Week 241: Jackpot
On Monday morning, I read that my client is banning Slack and forcibly migrating all chats to Microsoft Teams. I don’t love Slack – it’s hard enough to keep up with the four different kinds of places I have to check for replies and mentions – but I like Teams even less.
Also on Monday, I got kicked out of Teams calls four times, one of which was while I was in the middle of speaking. Great bit of software.
Some developers were stuck trying to work out why a Rails app was falling over at the asset precompilation stage.
It only took me a couple of minutes to find the culprit. I ran git diff
on
app/config
against the last good deploy and there it was: a single rogue
comma. Sometimes, it’s not so much knowing the answer as knowing where (and
how) to look.
I had a relentless day of meetings on Wednesday, with even the few gaps I’d expected filled up by overruns. I got to the end of the last one, sat on the sofa, and fell asleep for fifty minutes.
Are meetings work? Or are they the stuff you have to do in order to do work? Either way, they’re hard work.
It was finally cool enough to get around to the vacuuming I had been putting off during the recent intolerable heat. It’s good to live in a clean house again. For a short while.
We went to a pub quiz in Peckham with a few of L—’s university friends. We won the quiz (£50 bar tab) and the cash jackpot (£89) so it wasn’t a bad return on our £2-a-head entry fees.
Lots of links this week:
- Courts service accused of covering up IT bug that caused evidence to go missing.
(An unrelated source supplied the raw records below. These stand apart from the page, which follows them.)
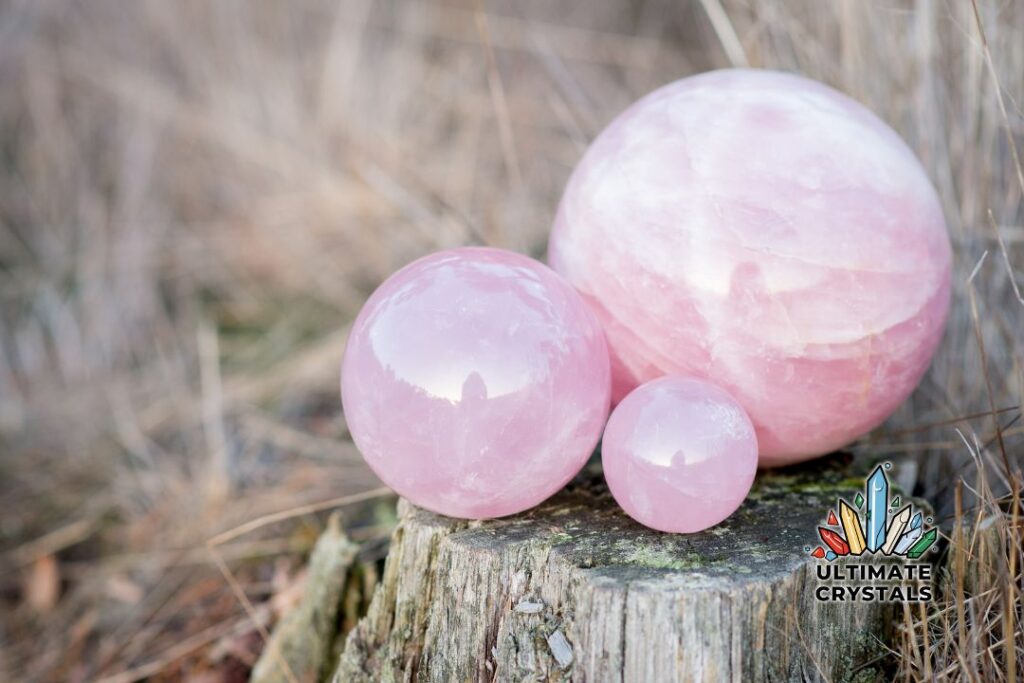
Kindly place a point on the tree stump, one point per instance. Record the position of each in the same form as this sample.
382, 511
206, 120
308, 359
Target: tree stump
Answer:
577, 591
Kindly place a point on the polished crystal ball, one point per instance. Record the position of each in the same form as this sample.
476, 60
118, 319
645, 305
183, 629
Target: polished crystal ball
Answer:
475, 382
679, 454
768, 233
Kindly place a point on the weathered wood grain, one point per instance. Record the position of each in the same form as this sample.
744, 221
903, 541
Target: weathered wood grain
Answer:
576, 591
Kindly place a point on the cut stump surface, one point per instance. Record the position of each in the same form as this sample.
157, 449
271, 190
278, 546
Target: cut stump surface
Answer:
577, 591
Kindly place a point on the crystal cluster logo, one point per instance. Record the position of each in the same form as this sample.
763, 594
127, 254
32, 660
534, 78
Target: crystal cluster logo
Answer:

- Creating high quality electronics schematics. Some good tips.
- AI tools used by English councils downplay women’s health issues, study finds. Bias in, bias out.
- Inside Labour students’ revolt over Gaza. “In one case, a young member’s non-Labour employer was contacted by a senior backbench MP, who warned the employer to be ‘wary’ of the student, and to ‘not trust them’ after they were unable to attend an organised study trip to Israel.”
- Age verification is going to destroy the entire internet.
- The Founders of This New Development Say You Must Be White to Live There and the racists behind it don’t sound like very nice people. “The community’s two architects — a classically trained French horn player who has livestreamed his own sex videos, and a former jazz pianist arrested but not charged for attempted murder in Ecuador — say they must personally confirm that applicants are white before they can be welcomed in.”
- Shop this look: Buy cheap, faux gold dupes of Oval Office decor. Cheap looks for cheap!
- The McMansionization of the White House, or: Regional Car Dealership Rococo: a treatise.
- I researched every democratic attempt to stop fascism in history. The success rate after fascists were elected was 0%. “So let’s stop pretending [the US is] in the ‘prevention’ phase and start talking about what you do when fascists already control the institutions but haven’t fully consolidated power yet.”
- I’m Thrilled to Announce I’ve Been Cast as Stickles the Gender-Policing Elf in HBO Max’s New Harry Potter Series.
- These Lovely “Fossil Words” Are Hiding in Plain Sight. Fossil words are those that have become obsolete outside of a particular phrase or idiom.
- Treasury blocks school solar power deals. Because, as usual, all they care about is their spreadsheet, full of weird and counterproductive rules that other countries don’t have.
- The Incompatibilities Between Generative AI and Art: Q&A with Ted Chiang. “Everyone should think carefully about using generative AI simply because the technology is built on environmental destruction, labor exploitation, and IP theft. College students should think extra carefully about it because, even if those other issues were magically resolved, using generative AI is largely incompatible with the purpose of education.”
- The VPN Explosion That Proves the UK Online Safety Act Failed. “The contrast couldn’t [be] starker: Europe protects privacy whilst achieving child safety goals through systemic approaches, whilst Britain’s surveillance capitalism model fails technically whilst destroying community spaces.”
- Is the Online Safety Act law in name only? “If VPNs provide an easy avenue for people to avoid the legislation’s mandates, will the government really accept that the OSA has become Law In Name Only? I doubt this week marks the end of the VPN wars and any future attempt to restrict them would still be an alarming escalation.” From a right-wing free-market lobby group, but not necessarily wrong.